The real solution to our muddle would of course be simply to abolish marriage: to create a general statute on civil unions, for same or opposite sex unions, then to allow couples who so choose to add a religious consecration of their marriage if they so chose. This would go some way to disentangling church and state on the marriage issue. That in itself would seem desirable, and in line with the practice of many European countries, which require a civil marriage and permit, optionally, a religious one as well. And it might help improve the rhetoric on the issue if we could sort out the legal and material benefits and responsibilities of the married state from its more mystical properties.

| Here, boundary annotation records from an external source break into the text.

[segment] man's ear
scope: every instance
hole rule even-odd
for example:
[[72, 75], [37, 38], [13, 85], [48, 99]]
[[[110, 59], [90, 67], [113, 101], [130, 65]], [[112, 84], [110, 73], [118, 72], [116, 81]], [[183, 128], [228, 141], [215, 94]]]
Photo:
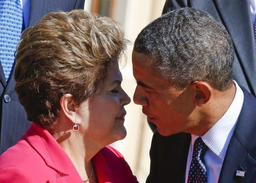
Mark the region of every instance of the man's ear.
[[213, 90], [208, 83], [203, 81], [194, 81], [191, 84], [191, 87], [195, 91], [193, 99], [197, 106], [201, 107], [210, 100]]
[[[60, 100], [60, 105], [63, 115], [74, 124], [77, 118], [77, 106], [73, 100], [72, 95], [67, 94], [63, 96]], [[76, 121], [76, 123], [78, 123], [77, 119]]]

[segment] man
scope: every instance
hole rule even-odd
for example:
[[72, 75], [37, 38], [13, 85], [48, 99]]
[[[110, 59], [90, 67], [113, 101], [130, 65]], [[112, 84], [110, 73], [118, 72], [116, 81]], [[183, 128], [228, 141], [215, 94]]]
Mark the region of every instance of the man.
[[[44, 15], [58, 10], [83, 9], [84, 0], [5, 0], [0, 2], [0, 154], [14, 145], [31, 123], [14, 90], [13, 55], [24, 28]], [[22, 22], [23, 21], [23, 22]]]
[[[235, 45], [233, 71], [239, 85], [256, 96], [255, 0], [166, 0], [163, 14], [185, 7], [209, 13], [227, 28]], [[149, 122], [152, 131], [153, 124]]]
[[233, 80], [225, 27], [190, 8], [140, 33], [134, 102], [156, 125], [147, 183], [256, 182], [256, 98]]
[[166, 0], [163, 14], [189, 7], [209, 13], [228, 29], [235, 50], [234, 79], [256, 96], [255, 0]]

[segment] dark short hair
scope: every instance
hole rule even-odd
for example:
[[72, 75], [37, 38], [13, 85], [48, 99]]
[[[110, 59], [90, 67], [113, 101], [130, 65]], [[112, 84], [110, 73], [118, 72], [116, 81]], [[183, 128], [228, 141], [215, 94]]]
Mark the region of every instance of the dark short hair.
[[177, 88], [202, 81], [222, 91], [232, 83], [232, 40], [223, 25], [203, 11], [186, 8], [164, 15], [142, 30], [134, 50], [155, 59], [156, 74]]
[[25, 30], [15, 78], [28, 120], [51, 127], [64, 94], [79, 104], [94, 94], [127, 43], [119, 23], [81, 10], [50, 13]]

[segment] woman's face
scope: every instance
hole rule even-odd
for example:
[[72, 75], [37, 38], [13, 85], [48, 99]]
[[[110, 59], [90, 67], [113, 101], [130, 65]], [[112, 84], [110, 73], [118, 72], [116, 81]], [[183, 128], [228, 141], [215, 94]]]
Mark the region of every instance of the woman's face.
[[126, 111], [130, 98], [121, 86], [122, 74], [118, 64], [111, 65], [102, 88], [80, 105], [79, 115], [87, 137], [106, 145], [124, 138]]

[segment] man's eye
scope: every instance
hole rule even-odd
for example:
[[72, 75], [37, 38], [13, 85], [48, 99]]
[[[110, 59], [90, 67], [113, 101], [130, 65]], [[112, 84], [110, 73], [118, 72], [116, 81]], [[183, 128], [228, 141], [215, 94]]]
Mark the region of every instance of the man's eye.
[[145, 91], [146, 92], [146, 93], [150, 93], [150, 92], [149, 91], [148, 91], [147, 90], [145, 90]]
[[114, 89], [111, 91], [111, 92], [116, 93], [119, 92], [119, 91], [116, 89]]

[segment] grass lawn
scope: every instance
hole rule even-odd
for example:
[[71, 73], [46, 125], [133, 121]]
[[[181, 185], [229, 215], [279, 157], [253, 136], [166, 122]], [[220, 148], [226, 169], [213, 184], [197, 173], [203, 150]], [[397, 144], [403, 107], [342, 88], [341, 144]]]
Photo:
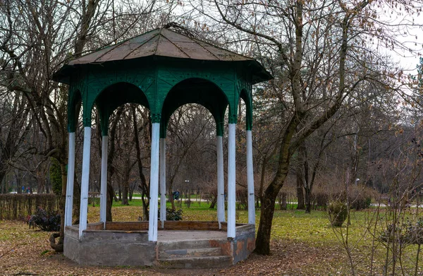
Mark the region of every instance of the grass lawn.
[[[169, 207], [170, 203], [166, 205]], [[182, 209], [184, 220], [215, 220], [216, 217], [216, 210], [209, 209], [206, 202], [194, 201], [190, 208], [183, 203]], [[133, 200], [130, 205], [114, 203], [112, 213], [114, 221], [136, 221], [142, 215], [141, 200]], [[21, 222], [0, 221], [0, 275], [350, 275], [351, 263], [341, 241], [348, 237], [355, 274], [369, 275], [372, 270], [373, 275], [381, 275], [386, 254], [381, 244], [374, 244], [371, 261], [373, 239], [369, 226], [374, 213], [374, 208], [352, 212], [351, 224], [348, 228], [344, 226], [333, 229], [324, 211], [305, 214], [302, 210], [276, 210], [271, 231], [271, 256], [252, 254], [231, 268], [200, 270], [80, 266], [51, 251], [48, 243], [49, 233], [30, 229]], [[97, 221], [99, 217], [98, 205], [89, 206], [89, 222]], [[247, 212], [237, 210], [236, 217], [237, 222], [247, 222]], [[257, 211], [256, 217], [258, 227], [259, 211]], [[398, 263], [395, 275], [412, 275], [417, 246], [407, 246], [404, 251], [402, 268]], [[419, 265], [419, 275], [423, 275], [422, 266]]]

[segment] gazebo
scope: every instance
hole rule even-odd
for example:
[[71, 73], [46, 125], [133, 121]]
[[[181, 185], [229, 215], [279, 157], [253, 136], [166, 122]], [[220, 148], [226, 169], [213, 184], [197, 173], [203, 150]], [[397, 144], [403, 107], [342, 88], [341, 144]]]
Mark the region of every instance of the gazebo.
[[[253, 59], [165, 28], [100, 49], [64, 65], [54, 74], [54, 80], [69, 85], [69, 157], [65, 209], [65, 256], [80, 263], [153, 265], [159, 250], [158, 230], [188, 230], [184, 229], [182, 224], [166, 222], [166, 205], [161, 208], [160, 220], [158, 220], [158, 195], [160, 193], [161, 203], [166, 204], [166, 136], [169, 119], [180, 106], [197, 103], [210, 111], [216, 126], [217, 221], [216, 225], [209, 224], [205, 226], [206, 229], [201, 230], [226, 230], [226, 241], [220, 242], [221, 247], [232, 246], [232, 251], [235, 251], [233, 247], [236, 249], [237, 245], [242, 247], [240, 241], [248, 243], [248, 248], [243, 246], [245, 250], [238, 256], [226, 250], [228, 252], [226, 255], [231, 256], [232, 263], [246, 258], [254, 248], [254, 246], [252, 248], [251, 238], [252, 233], [254, 244], [255, 224], [251, 133], [252, 85], [271, 78], [271, 76]], [[245, 225], [235, 224], [235, 125], [240, 98], [246, 106], [248, 224]], [[80, 224], [72, 225], [75, 131], [78, 120], [76, 106], [81, 102], [84, 144], [80, 215]], [[121, 224], [120, 227], [123, 228], [118, 229], [117, 224], [106, 222], [108, 127], [111, 114], [125, 103], [137, 103], [150, 110], [149, 219], [148, 222], [140, 222], [137, 225], [135, 222], [125, 226]], [[99, 222], [87, 224], [92, 110], [94, 105], [100, 116], [102, 133], [100, 217]], [[225, 219], [222, 138], [226, 109], [228, 114], [227, 222]], [[200, 224], [197, 224], [197, 226]], [[238, 226], [241, 227], [239, 231]], [[195, 227], [188, 228], [195, 230]], [[129, 236], [137, 233], [137, 236], [135, 238], [133, 235], [125, 237], [123, 232], [130, 232]], [[116, 235], [118, 235], [118, 239]], [[125, 245], [116, 244], [116, 239]], [[109, 242], [113, 244], [106, 248], [109, 254], [113, 255], [114, 250], [126, 250], [127, 253], [132, 252], [131, 250], [136, 251], [136, 248], [128, 249], [133, 246], [130, 244], [131, 241], [141, 242], [140, 244], [142, 244], [144, 251], [149, 248], [145, 252], [151, 251], [152, 257], [143, 253], [142, 258], [135, 260], [130, 258], [126, 260], [114, 261], [113, 258], [99, 257], [98, 252], [93, 260], [90, 260], [87, 256], [87, 252], [90, 251], [90, 248], [101, 251], [101, 246], [107, 246]], [[223, 244], [226, 245], [222, 246]], [[125, 254], [124, 252], [121, 253]]]

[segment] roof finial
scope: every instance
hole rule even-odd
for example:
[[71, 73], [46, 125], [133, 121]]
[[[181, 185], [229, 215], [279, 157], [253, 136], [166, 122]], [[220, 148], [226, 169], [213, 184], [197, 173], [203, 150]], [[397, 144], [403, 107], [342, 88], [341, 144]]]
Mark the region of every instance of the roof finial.
[[176, 22], [169, 22], [168, 23], [164, 25], [162, 28], [173, 29], [173, 30], [176, 31], [176, 32], [178, 32], [181, 35], [195, 38], [195, 35], [192, 32], [191, 32], [188, 29]]

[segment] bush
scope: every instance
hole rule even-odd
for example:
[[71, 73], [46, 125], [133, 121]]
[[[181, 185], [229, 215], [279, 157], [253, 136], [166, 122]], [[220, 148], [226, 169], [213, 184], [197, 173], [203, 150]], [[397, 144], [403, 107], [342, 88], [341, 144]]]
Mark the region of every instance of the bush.
[[0, 220], [25, 220], [37, 207], [48, 210], [59, 208], [59, 197], [53, 193], [0, 194]]
[[[160, 208], [159, 208], [157, 215], [160, 217]], [[166, 208], [166, 220], [182, 220], [182, 209]]]
[[26, 222], [30, 228], [38, 227], [42, 231], [59, 231], [60, 230], [60, 215], [57, 212], [51, 212], [38, 207], [37, 211], [28, 216]]
[[328, 213], [332, 226], [341, 227], [347, 219], [348, 210], [347, 210], [347, 205], [343, 202], [334, 201], [329, 203]]

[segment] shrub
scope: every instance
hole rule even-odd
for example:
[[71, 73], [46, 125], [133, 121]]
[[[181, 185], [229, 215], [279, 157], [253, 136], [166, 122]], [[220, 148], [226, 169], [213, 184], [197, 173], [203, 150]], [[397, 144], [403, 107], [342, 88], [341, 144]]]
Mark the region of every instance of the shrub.
[[[160, 217], [160, 208], [159, 208], [157, 214]], [[166, 208], [166, 220], [182, 220], [182, 209]]]
[[60, 230], [60, 215], [57, 212], [51, 212], [38, 207], [37, 210], [30, 216], [28, 216], [26, 222], [30, 228], [38, 227], [42, 231], [59, 231]]
[[[395, 228], [395, 229], [394, 229]], [[379, 239], [385, 242], [399, 242], [401, 244], [423, 244], [423, 218], [412, 222], [389, 224], [382, 232]]]
[[329, 220], [332, 226], [341, 227], [347, 219], [348, 210], [347, 205], [342, 201], [333, 201], [328, 206]]

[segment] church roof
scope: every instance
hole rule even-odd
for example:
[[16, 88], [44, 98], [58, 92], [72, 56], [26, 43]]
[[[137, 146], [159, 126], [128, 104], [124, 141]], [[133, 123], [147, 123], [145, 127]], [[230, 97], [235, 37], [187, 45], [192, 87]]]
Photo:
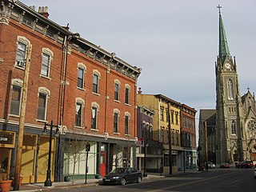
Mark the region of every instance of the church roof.
[[219, 43], [218, 43], [218, 56], [221, 58], [222, 61], [224, 62], [227, 56], [230, 56], [229, 46], [227, 44], [227, 39], [226, 37], [226, 33], [224, 30], [223, 21], [221, 14], [220, 6], [217, 8], [219, 10]]

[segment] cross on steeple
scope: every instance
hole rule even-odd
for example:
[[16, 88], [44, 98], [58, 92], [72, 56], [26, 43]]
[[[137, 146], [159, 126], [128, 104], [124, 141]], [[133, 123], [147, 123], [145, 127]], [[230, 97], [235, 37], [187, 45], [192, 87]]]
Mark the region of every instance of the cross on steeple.
[[218, 9], [218, 13], [221, 14], [222, 6], [220, 5], [218, 5], [217, 8]]

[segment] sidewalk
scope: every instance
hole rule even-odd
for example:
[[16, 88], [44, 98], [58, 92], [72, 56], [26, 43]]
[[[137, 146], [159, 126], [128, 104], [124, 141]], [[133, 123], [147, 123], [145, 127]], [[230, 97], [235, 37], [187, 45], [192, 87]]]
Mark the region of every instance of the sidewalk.
[[[190, 174], [202, 173], [202, 171], [178, 171], [178, 173], [174, 173], [173, 174], [162, 174], [156, 173], [147, 173], [147, 177], [144, 177], [142, 179], [152, 179], [152, 178], [161, 178], [165, 177], [175, 177], [180, 174]], [[102, 178], [90, 178], [86, 180], [86, 184], [85, 184], [85, 179], [74, 180], [74, 184], [72, 182], [53, 182], [52, 186], [44, 186], [44, 183], [36, 183], [36, 184], [26, 184], [22, 185], [21, 190], [22, 192], [35, 192], [35, 191], [46, 191], [52, 190], [54, 191], [56, 189], [70, 189], [70, 188], [79, 188], [79, 187], [86, 187], [86, 186], [95, 186], [102, 183]], [[18, 190], [16, 190], [18, 191]]]

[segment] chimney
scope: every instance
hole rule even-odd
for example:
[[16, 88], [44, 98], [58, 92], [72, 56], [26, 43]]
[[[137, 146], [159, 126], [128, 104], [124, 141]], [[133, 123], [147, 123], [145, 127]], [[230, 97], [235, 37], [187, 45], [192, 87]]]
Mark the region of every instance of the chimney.
[[49, 17], [48, 6], [39, 6], [38, 7], [38, 14], [40, 14], [42, 16], [48, 18], [48, 17]]
[[138, 87], [138, 94], [142, 94], [142, 88], [141, 87]]

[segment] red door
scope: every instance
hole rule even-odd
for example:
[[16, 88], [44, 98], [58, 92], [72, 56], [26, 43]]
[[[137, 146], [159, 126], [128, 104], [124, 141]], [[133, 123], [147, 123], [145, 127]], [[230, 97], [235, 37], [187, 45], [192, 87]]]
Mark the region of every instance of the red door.
[[101, 176], [104, 177], [106, 174], [106, 153], [101, 152]]

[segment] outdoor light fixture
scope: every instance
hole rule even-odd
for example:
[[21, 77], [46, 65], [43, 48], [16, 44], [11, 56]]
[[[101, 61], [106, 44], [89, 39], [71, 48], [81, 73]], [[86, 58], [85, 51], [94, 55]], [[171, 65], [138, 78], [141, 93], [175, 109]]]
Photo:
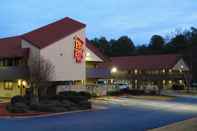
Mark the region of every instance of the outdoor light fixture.
[[22, 81], [22, 85], [26, 87], [27, 86], [27, 82], [26, 81]]
[[22, 84], [22, 81], [21, 80], [18, 80], [18, 86], [21, 86], [21, 84]]
[[112, 69], [111, 69], [111, 73], [116, 73], [117, 72], [117, 68], [116, 67], [113, 67]]
[[137, 69], [135, 69], [135, 70], [134, 70], [134, 73], [135, 73], [135, 74], [137, 74], [137, 73], [138, 73], [138, 70], [137, 70]]
[[89, 52], [87, 52], [87, 53], [86, 53], [86, 57], [89, 57], [89, 56], [90, 56], [90, 53], [89, 53]]

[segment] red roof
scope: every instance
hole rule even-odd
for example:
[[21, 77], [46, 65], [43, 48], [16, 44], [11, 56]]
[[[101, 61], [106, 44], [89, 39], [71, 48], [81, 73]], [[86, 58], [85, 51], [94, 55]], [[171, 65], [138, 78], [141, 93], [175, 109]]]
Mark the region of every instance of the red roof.
[[21, 48], [20, 37], [0, 39], [0, 57], [28, 57], [29, 49]]
[[89, 40], [86, 39], [86, 47], [91, 50], [95, 55], [101, 58], [104, 62], [109, 61], [109, 58], [104, 56], [98, 48], [96, 48]]
[[44, 48], [63, 37], [83, 29], [85, 26], [85, 24], [66, 17], [62, 20], [26, 33], [22, 35], [22, 38], [38, 48]]
[[169, 69], [180, 59], [177, 54], [112, 57], [111, 65], [119, 69]]

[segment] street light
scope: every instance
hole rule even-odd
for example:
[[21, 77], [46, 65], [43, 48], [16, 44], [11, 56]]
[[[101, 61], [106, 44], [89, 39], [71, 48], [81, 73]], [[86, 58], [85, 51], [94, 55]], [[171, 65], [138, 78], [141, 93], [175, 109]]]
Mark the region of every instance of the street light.
[[111, 69], [111, 73], [116, 73], [117, 72], [117, 68], [116, 67], [113, 67], [112, 69]]

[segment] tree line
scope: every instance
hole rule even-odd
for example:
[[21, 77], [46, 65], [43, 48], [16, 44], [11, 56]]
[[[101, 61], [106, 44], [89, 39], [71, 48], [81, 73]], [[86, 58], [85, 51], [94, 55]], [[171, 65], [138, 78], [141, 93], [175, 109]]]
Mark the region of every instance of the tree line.
[[177, 31], [168, 38], [153, 35], [149, 43], [136, 46], [128, 36], [107, 40], [105, 37], [90, 40], [106, 56], [183, 53], [197, 44], [197, 28]]

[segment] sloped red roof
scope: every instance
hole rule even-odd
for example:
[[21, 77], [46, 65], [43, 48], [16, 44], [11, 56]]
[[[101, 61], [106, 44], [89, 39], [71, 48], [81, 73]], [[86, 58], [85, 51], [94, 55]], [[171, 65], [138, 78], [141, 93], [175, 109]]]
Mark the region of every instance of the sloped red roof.
[[91, 50], [95, 55], [101, 58], [104, 62], [109, 61], [109, 58], [100, 52], [88, 39], [86, 39], [86, 47]]
[[38, 48], [44, 48], [65, 36], [83, 29], [85, 26], [85, 24], [66, 17], [62, 20], [26, 33], [22, 35], [22, 38]]
[[112, 57], [111, 65], [119, 69], [169, 69], [179, 59], [178, 54]]
[[0, 39], [0, 58], [28, 57], [29, 49], [21, 48], [20, 37]]

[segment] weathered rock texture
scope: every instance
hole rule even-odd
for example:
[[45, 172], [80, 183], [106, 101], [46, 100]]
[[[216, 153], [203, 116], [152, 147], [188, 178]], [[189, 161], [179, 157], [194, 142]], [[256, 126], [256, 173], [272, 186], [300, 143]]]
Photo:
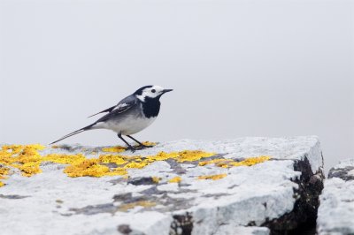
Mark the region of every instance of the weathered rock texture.
[[319, 234], [354, 234], [354, 159], [332, 168], [319, 197]]
[[[316, 137], [179, 140], [117, 155], [140, 155], [143, 162], [186, 149], [215, 154], [135, 164], [127, 174], [100, 178], [68, 177], [67, 165], [50, 161], [29, 178], [12, 170], [0, 187], [0, 233], [276, 234], [315, 221], [323, 179]], [[39, 151], [81, 152], [107, 154], [81, 146]]]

I know of course that such a proposal is utopian. It is precisely because we don’t really know what marriage is that we rush to “protect” it. The protective gesture suggests an anxiety that maybe the notion is empty, that marriage is a ring with a kind of hollow core. To be sure, couples over the centuries have filled in that hollow for better or for worse with all sorts of good as well as a number of bad things. The question may be what’s to be gained from opening up the question of marriage, and asking if it shouldn’t be subjected to a more rational scrutiny. My answer: in the long run, there might be much to gain from asking if marriage is the right arrangement for our current human and social needs. In the short run, however—in an election year—there’s nothing to gain and too much to lose. Let them eat their Marriage Protection Amendment.